For three years, the local prosecutor has resolutely refused to make her case: that what began as consensual sex in a college dorm room became a rape, and that she was unable to say "stop" because her classmate was strangling her.
But Smith invoked a vestige of frontier justice that allows citizens in Kansas to summon a grand jury when they think prosecutors are neglecting to bring charges in a crime. The law, dating to the 1800s, was originally used to go after saloonkeepers when authorities ignored violations of statewide prohibition. The 22-year-old graduate is believed to be the first to convene a citizen grand jury after a prosecutor declined to pursue a sex-crime charge.
"It took me a while to find my voice," she said recently. "But I have found it, and I am going to use it."
Statistics show that most sex crimes don't result in charges.
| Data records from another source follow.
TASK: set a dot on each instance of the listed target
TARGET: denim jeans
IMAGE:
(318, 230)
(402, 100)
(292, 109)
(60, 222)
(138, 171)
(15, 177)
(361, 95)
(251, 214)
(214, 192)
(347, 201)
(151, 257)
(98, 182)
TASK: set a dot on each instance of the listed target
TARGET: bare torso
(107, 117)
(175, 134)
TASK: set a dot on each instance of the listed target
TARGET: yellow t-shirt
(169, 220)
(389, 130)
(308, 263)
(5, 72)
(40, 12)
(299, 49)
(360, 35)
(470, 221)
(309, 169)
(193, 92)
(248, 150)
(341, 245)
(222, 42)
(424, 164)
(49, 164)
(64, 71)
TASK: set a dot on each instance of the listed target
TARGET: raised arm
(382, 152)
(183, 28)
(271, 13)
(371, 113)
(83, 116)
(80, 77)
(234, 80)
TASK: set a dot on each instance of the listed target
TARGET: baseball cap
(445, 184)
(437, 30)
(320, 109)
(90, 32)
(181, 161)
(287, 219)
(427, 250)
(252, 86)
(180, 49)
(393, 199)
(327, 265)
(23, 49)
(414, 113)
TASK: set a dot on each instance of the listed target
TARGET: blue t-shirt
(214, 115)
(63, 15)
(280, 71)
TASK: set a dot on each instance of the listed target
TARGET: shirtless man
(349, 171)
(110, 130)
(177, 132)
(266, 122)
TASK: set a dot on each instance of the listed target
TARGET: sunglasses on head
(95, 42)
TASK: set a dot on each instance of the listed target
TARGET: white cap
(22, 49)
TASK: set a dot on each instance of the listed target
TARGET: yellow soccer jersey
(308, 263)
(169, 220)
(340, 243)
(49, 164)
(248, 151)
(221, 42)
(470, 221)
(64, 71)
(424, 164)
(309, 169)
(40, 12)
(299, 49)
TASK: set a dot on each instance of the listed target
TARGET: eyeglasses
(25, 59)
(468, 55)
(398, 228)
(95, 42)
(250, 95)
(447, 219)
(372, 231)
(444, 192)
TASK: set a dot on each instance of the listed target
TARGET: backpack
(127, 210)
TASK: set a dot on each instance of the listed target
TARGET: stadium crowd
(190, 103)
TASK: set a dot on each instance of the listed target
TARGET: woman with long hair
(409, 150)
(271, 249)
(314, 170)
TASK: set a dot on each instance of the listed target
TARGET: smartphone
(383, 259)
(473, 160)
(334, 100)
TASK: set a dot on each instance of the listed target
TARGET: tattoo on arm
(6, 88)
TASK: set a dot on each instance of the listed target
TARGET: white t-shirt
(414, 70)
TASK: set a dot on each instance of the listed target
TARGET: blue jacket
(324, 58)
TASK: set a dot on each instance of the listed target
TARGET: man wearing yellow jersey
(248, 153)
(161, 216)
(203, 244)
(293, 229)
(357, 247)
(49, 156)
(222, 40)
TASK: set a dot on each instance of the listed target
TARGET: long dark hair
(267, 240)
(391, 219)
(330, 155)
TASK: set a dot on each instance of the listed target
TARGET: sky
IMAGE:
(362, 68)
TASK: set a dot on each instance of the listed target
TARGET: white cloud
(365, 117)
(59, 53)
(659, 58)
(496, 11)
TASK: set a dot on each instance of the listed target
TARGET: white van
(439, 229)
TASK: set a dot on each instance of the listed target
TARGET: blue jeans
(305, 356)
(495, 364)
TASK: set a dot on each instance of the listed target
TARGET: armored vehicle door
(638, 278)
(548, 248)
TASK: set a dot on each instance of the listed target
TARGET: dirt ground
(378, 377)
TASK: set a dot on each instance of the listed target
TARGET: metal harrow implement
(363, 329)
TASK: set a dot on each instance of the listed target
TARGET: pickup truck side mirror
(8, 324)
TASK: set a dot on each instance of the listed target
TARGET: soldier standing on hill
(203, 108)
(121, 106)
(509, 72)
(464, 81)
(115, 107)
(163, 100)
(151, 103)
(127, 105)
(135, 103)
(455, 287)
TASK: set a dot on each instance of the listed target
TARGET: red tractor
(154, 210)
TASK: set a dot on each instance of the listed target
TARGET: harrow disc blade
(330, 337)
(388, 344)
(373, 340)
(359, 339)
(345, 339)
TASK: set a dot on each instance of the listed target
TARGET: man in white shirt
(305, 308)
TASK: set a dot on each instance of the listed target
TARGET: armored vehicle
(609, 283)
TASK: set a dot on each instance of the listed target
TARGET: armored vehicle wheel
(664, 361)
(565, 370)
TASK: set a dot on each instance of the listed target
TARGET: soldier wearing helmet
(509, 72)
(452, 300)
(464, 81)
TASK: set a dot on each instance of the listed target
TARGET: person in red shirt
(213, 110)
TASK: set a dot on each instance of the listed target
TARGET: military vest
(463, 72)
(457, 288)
Victim advocates blame cultural issues, halfhearted investigations and the broad discretionary power of prosecutors. "This is a problem across the nation," said Kathy Ray of the Kansas Coalition Against Sexual and Domestic Violence. "There are gaps throughout the system."
Unlike Smith, most victims have no way to seek justice when they feel a blind eye is being turned toward a crime. Only five other states, all in the Great Plains or the West, have similar laws still on the books. The Kansas statute requires an individual to gather a certain number of signatures of support, which forced Smith to relive her trauma over and over in conversations with strangers.
She did so in a hair salon parking lot, where she and her parents set up a tent to greet passersby.
By then, court records and recordings of conversations reveal, their disagreement with McPherson County Attorney Gregory Benefiel had turned highly contentious.